I am part of a generation that has grown up in a post-Civil Rights era, a generation that is void of socially conscious athletes. Athletes in my lifetime have been more concerned about commercial appeal and advertising than with social issues. For far too long those with the biggest bullhorns and pulpits have remained silent on inequality and social injustice throughout this country. We place athletes on pedestals, they become our heroes, but they remain largely silent on issues that matter. As I look back at my father’s generation, one thing that I envy, is that sports heroes weren’t just heroes between the lines. They took a stand; placing their life, freedom, and livelihoods on the line in the process.
The fact is, we still need Muhammad Ali, Jim Brown, and Kareem Abdul-Jabbar. We still need Arthur Ashe, Tommie Smith, and John Carlos. We still need Bill Russell, Jesse Owens, Jackie Robinson, and Hank Aaron. They gave us a voice where we had no voice. They brought attention to issues that plagued the black community and shined a light on the ugly effects of racial discrimination.
Today’s athlete has been reluctant to take the baton from this great generation. The biggest athlete of my generation, Michael Jordan, famously stated that Republicans buy shoes too as a way to explain his refusal to endorse a Democrat. His philosophy on politics gives us insight about why the most recognizable figure in the world has given so little of himself to social causes. Jordan isn’t the only one to carry this philosophy; Tiger Woods, Kobe Bryant, and many others have been mute over the years as the black community continues in a downward spiral.
This is why it was so refreshing to see LeBron James, the biggest athlete of his generation, tweet a picture of himself and his Miami Heat teammates taking a stand for Trayvon Martin. His teammate, Dwayne Wade, jumped on board as well with his own tweet for Trayvon. Carmelo Anthony posted a picture of himself on Twitter in a hoodie with the words, “I am Trayvon Martin!!!” Others such as Chris Webber have also shown their support. I was shocked to see them put themselves out there so publicly and yet it was a moment that made me swell with pride that they took a public stand on something.
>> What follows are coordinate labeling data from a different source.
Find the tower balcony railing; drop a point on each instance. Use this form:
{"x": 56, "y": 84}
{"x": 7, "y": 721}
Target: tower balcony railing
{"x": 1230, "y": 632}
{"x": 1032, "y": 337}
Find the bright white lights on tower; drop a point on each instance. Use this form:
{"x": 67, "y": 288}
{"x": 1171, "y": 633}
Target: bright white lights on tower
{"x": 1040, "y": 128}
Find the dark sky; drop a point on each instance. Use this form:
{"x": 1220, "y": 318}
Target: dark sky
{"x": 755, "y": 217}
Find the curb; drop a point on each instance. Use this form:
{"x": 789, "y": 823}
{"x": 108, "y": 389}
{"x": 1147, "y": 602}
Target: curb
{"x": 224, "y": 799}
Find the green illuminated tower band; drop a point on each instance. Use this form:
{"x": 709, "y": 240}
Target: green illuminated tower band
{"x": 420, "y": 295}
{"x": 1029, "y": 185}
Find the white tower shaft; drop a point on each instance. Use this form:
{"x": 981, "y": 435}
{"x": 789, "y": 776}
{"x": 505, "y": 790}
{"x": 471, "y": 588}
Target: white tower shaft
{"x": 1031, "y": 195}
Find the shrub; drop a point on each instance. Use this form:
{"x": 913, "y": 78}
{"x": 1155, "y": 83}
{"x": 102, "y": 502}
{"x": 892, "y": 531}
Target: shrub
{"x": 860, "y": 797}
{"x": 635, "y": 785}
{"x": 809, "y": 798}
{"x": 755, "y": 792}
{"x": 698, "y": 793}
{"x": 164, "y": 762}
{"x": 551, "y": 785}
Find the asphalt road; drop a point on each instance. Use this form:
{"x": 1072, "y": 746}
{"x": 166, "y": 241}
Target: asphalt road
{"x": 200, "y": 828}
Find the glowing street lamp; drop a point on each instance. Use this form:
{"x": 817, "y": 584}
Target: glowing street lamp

It is tragic moments like Trayvon’s death that tend to hit home and galvanize a movement. Let’s make sure that his death be in vain by springing into action. I hope that the sports heroes of this generation can take stands on social, economic, racial, and educational injustices just as their predecessors did. I pray that they give a voice to those that have none and hope to those that are hopeless. Do not let this be a passing fad. It is time for all of us to use our bullhorns but those with the biggest bullhorns need to speak up!